This project is a part of our shared program with Western Water And Sanitation Forum (WEWASAFO). Our team is pleased to directly share the below report (edited for clarity, as needed).

Welcome to the School

The Cheptulu Primary School is located in Shaviringa location, Cheptulu sub-location, Shiru Ward of Vihiga County. The school has a population of 647 pupils, composed of 312 boys and 335 girls. The school also employs 13 teachers, out of which four are female and nine are male. (Editor’s Note: While this many people may have access on any given day, realistically a single water source can only support a population of 350-500 people. This site would make a great location for a second project. To learn more, click here.)

A normal day entails reporting to school very early in the morning, when pupils arrive with water in their small 5-liter jerrycans to clean their classrooms in preparation for class. When they are finished with cleaning, they do morning preps and exercises for 40 minutes as teachers arrive to start their lessons. The lessons begin exactly at 8am and go to 10am when they take a short break and then return for more lessons. They take another break for lunch that lasts for one hour. They continue with lessons at 2pm until 3:45pm, when they stop for games as they wait for dismissal.

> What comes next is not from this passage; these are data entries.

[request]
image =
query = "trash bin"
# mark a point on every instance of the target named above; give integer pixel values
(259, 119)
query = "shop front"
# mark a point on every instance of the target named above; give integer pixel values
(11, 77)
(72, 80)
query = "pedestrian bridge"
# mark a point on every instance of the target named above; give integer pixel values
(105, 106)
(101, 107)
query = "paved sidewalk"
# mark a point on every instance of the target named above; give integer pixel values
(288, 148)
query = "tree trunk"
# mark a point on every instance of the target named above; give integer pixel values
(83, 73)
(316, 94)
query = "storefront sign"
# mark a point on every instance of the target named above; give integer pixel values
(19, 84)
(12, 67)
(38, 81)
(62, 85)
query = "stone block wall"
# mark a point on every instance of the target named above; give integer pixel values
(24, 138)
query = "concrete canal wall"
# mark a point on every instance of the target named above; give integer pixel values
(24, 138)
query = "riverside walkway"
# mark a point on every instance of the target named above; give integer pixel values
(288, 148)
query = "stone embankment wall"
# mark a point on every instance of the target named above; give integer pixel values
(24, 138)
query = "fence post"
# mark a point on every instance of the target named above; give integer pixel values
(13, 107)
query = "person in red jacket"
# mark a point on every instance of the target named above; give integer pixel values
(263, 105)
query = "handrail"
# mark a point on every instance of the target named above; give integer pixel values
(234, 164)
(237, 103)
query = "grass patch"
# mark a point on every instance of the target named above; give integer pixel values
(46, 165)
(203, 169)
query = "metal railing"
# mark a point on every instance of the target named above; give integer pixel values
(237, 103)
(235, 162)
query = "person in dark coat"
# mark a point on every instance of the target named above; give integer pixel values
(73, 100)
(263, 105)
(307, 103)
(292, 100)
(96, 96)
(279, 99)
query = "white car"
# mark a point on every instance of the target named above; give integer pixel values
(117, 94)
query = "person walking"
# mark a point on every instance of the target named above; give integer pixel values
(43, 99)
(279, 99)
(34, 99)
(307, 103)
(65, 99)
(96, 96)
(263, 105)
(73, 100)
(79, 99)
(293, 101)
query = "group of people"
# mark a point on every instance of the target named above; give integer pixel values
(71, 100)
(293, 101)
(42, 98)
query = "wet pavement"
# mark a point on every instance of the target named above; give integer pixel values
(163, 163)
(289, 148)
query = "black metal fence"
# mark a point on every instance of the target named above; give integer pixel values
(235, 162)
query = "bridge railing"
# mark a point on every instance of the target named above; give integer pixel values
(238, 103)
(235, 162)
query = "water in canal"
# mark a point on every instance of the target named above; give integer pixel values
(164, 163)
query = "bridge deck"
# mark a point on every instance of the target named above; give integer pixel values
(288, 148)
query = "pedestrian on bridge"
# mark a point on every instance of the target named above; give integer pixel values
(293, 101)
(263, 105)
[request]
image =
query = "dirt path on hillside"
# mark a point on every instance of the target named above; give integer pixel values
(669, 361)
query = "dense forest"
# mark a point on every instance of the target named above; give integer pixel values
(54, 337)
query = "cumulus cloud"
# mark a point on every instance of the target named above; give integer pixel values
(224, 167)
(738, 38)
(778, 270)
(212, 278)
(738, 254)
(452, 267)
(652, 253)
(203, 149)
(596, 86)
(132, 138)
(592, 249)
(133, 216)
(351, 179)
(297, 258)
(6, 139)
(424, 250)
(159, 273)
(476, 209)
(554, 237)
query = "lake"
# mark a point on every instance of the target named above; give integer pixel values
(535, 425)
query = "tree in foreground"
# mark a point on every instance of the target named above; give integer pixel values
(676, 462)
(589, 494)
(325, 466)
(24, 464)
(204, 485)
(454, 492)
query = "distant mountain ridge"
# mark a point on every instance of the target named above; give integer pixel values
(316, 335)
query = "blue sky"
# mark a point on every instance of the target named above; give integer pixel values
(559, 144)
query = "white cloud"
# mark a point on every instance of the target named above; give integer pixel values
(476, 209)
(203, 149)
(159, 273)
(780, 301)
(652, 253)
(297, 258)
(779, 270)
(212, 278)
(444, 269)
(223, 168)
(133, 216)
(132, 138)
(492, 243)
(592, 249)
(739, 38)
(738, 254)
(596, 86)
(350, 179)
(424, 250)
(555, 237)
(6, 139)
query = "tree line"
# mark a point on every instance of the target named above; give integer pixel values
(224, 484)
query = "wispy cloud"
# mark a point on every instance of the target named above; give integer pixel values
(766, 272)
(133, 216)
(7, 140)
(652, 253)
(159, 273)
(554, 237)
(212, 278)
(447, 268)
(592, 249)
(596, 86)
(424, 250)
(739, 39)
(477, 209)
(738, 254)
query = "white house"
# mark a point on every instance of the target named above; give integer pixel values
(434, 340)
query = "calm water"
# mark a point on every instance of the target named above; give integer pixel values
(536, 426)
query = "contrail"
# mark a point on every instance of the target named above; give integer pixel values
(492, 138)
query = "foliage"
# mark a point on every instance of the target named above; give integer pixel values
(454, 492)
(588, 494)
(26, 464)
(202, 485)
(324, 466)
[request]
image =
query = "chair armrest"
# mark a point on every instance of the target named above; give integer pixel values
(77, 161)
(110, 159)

The headmaster of Cheptulu Primary School highly values education. He hates to waste time that could otherwise be spent in the classroom. He dislikes that in the course of the day, pupils must fetch water from an unprotected spring for cooking because what they carry from home is not enough. This takes 30 to 45 minutes, depending on how many people are already waiting at the spring to fetch water. The spring is 1km away from the school.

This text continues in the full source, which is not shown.